Ce considérant continue de nous laisser pantois, tant ces deux décisions brillent par l’absence d’explications quant aux « faits et les circonstances » apparemment si exceptionnels qu’ils justifient que l’administration estime automatiquement que le contribuable doit nécessairement dégager une marge plus élevée que la moitié des entreprises pourtant réputées comparables. Nous avons donc expressément demandé à la CAA de Lyon de prendre une position ferme et explicite sur ce sujet, tant dans nos écrits que lors de l’audience, afin d’apporter la clarté nécessaire pour assurer la sécurité juridique et fiscale des contribuables. La CAA de Lyon relève cependant que « il résulte de l’instruction que les marges nettes dégagées sur les courants d’affaires avec les sociétés X et Y se sont révélées non seulement inférieures à la plus basse des données de l’intervalle de pleine concurrence, mais aussi aux minimales « extrêmes » de l’échantillon constatées.
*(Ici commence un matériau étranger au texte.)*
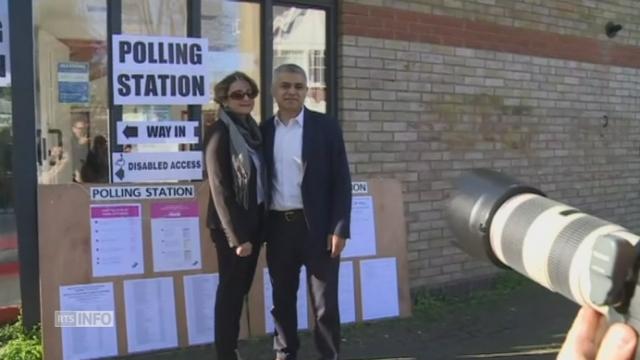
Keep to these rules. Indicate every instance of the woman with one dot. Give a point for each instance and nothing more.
(236, 208)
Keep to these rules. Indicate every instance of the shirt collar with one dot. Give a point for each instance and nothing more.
(299, 119)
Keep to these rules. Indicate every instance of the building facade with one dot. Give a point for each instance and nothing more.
(432, 88)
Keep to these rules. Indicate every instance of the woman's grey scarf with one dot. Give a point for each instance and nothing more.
(244, 134)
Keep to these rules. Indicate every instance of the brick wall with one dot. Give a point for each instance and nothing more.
(425, 109)
(584, 18)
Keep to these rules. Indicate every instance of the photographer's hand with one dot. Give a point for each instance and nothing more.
(585, 339)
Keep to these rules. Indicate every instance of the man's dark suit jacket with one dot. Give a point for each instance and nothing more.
(326, 182)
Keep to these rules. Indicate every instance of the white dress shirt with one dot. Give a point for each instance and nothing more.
(258, 164)
(288, 168)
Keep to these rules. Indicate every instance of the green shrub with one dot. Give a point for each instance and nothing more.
(18, 344)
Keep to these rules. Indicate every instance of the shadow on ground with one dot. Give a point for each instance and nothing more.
(529, 323)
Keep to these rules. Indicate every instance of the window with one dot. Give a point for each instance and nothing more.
(233, 30)
(299, 37)
(73, 114)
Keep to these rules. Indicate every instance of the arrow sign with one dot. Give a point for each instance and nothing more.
(158, 132)
(130, 131)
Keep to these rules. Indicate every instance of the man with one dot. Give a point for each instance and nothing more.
(310, 213)
(79, 145)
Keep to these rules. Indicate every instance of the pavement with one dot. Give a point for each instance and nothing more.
(530, 323)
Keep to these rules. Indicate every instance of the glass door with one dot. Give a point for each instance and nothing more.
(9, 280)
(72, 126)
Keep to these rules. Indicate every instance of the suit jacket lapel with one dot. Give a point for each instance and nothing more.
(269, 142)
(307, 139)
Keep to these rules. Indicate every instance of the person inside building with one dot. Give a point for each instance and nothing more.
(79, 145)
(236, 212)
(96, 166)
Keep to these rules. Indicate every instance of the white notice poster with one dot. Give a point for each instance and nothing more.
(88, 342)
(303, 314)
(363, 228)
(159, 70)
(346, 293)
(379, 283)
(175, 235)
(151, 314)
(116, 240)
(137, 167)
(200, 302)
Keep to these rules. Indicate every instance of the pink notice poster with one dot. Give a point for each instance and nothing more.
(175, 235)
(116, 240)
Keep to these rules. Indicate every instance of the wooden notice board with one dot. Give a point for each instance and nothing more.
(391, 242)
(65, 258)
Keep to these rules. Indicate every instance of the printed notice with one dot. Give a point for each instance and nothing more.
(155, 70)
(346, 293)
(112, 193)
(116, 240)
(363, 228)
(158, 132)
(175, 234)
(134, 167)
(151, 314)
(73, 82)
(379, 283)
(302, 307)
(200, 302)
(88, 342)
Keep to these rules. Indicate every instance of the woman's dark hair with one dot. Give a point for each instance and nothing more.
(221, 89)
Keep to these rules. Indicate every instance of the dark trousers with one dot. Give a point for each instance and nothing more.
(288, 248)
(236, 275)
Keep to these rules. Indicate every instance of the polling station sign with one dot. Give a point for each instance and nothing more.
(159, 70)
(145, 167)
(158, 132)
(5, 63)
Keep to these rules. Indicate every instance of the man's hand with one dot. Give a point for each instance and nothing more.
(590, 339)
(244, 249)
(335, 244)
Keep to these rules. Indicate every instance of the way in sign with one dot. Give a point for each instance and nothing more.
(165, 131)
(154, 132)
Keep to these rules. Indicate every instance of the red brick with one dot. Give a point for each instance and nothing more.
(408, 16)
(357, 9)
(9, 314)
(385, 23)
(350, 19)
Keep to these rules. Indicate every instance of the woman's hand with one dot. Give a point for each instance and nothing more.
(244, 249)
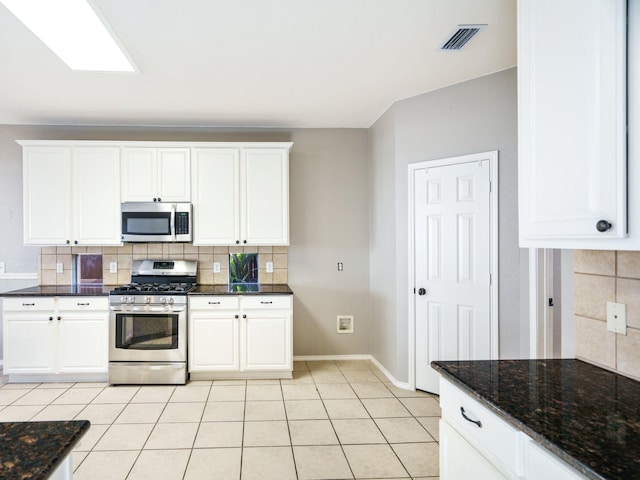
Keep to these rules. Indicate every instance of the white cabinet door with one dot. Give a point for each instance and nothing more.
(461, 461)
(572, 122)
(83, 335)
(214, 341)
(265, 196)
(173, 175)
(47, 195)
(216, 196)
(266, 337)
(96, 177)
(155, 174)
(543, 464)
(139, 174)
(29, 335)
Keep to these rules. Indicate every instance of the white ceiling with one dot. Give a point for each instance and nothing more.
(271, 63)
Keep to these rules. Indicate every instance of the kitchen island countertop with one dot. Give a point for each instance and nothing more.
(34, 450)
(588, 416)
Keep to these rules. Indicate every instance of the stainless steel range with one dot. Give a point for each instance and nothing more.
(148, 323)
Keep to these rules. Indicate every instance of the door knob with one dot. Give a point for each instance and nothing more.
(603, 226)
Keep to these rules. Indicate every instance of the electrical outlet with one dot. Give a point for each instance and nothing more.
(617, 317)
(344, 324)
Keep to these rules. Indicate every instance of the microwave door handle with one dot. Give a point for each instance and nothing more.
(173, 222)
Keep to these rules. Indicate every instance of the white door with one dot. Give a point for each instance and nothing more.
(47, 195)
(96, 173)
(265, 197)
(453, 262)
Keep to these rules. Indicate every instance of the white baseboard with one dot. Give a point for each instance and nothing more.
(391, 378)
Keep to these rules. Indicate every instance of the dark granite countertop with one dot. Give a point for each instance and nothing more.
(33, 450)
(94, 290)
(242, 289)
(588, 416)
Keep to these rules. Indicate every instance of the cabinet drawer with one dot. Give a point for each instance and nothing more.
(262, 302)
(218, 302)
(26, 304)
(83, 303)
(482, 427)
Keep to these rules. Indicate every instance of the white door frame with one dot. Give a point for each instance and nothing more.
(493, 218)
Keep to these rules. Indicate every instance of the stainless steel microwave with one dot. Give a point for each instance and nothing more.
(156, 222)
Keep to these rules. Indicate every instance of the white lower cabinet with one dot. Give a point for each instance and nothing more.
(240, 336)
(49, 337)
(476, 443)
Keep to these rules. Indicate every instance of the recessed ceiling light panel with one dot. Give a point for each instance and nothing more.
(74, 31)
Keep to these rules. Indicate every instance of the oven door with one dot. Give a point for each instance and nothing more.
(147, 334)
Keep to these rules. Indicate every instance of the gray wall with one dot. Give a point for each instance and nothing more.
(329, 220)
(475, 116)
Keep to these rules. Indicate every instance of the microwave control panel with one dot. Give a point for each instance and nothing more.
(182, 223)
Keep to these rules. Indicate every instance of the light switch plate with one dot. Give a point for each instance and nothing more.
(617, 317)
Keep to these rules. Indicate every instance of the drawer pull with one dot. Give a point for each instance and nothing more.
(477, 422)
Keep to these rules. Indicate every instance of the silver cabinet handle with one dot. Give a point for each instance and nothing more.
(477, 422)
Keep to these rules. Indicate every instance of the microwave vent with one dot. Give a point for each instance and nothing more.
(461, 36)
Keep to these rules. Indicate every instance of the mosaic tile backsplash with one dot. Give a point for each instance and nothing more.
(124, 255)
(601, 277)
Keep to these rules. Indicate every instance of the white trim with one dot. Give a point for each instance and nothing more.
(392, 379)
(492, 156)
(18, 276)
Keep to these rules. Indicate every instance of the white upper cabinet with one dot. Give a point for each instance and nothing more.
(241, 195)
(46, 173)
(216, 195)
(96, 175)
(265, 196)
(152, 174)
(572, 123)
(71, 195)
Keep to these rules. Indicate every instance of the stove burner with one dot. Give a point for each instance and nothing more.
(135, 288)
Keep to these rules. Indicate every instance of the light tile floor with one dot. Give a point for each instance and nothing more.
(333, 420)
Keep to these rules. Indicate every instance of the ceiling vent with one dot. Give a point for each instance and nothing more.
(461, 36)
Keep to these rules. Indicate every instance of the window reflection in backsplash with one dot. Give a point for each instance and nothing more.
(124, 255)
(243, 268)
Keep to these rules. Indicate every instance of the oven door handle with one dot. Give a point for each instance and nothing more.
(150, 309)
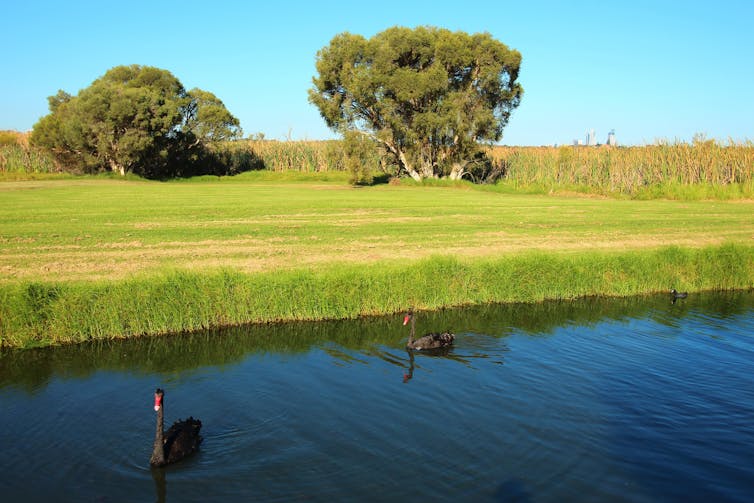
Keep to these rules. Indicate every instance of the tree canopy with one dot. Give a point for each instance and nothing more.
(428, 96)
(134, 119)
De son côté, en se bornant à faire valoir que les marges constitutives des premiers quartiles viennent déjà la placer au-dessus de six sociétés des deux panels pour 2010 et 2011, et alors qu’il ne résulte pas de l’instruction que l’administration aurait fait une application automatique et dénuée de toute appréciation des circonstances des transactions concernées, de la médiane de l’intervalle interquartile, la requérante ne justifie, quant à elle, d’aucune circonstance spécifique permettant d’établir que l’administration, compte tenu des transactions en litige, aurait dû s’écarter de cette marge médiane ».

  • Nous déduisons de cette décision les éléments suivants :

    L’administration est confortée dans la référence automatique à la médiane des panels de pleine concurrence, dès lors que la rémunération du contribuable s’en écarte.
  • Il revient au contribuable d’apporter tout éclairage factuel, statistique, économique ou autre, permettant d’établir que l’administration, compte tenu des transactions en litige, aurait dû s’écarter de cette médiane. En pratique, cela revient à renverser la charge de la preuve sur le contribuable, en le forçant du reste à produire une analyse très subjective.

Le considérant de la Cour semble cependant contenir un indice positif : si la marge du contribuable tombe déjà dans l’intervalle (interquartile) de pleine concurrence, le dispositif pourrait être inversé, car les fameux « faits et circonstances » seraient différents. En effet, c’est parce la marge tombait hors de l’intervalle, que la Cour a dû retenir une cible.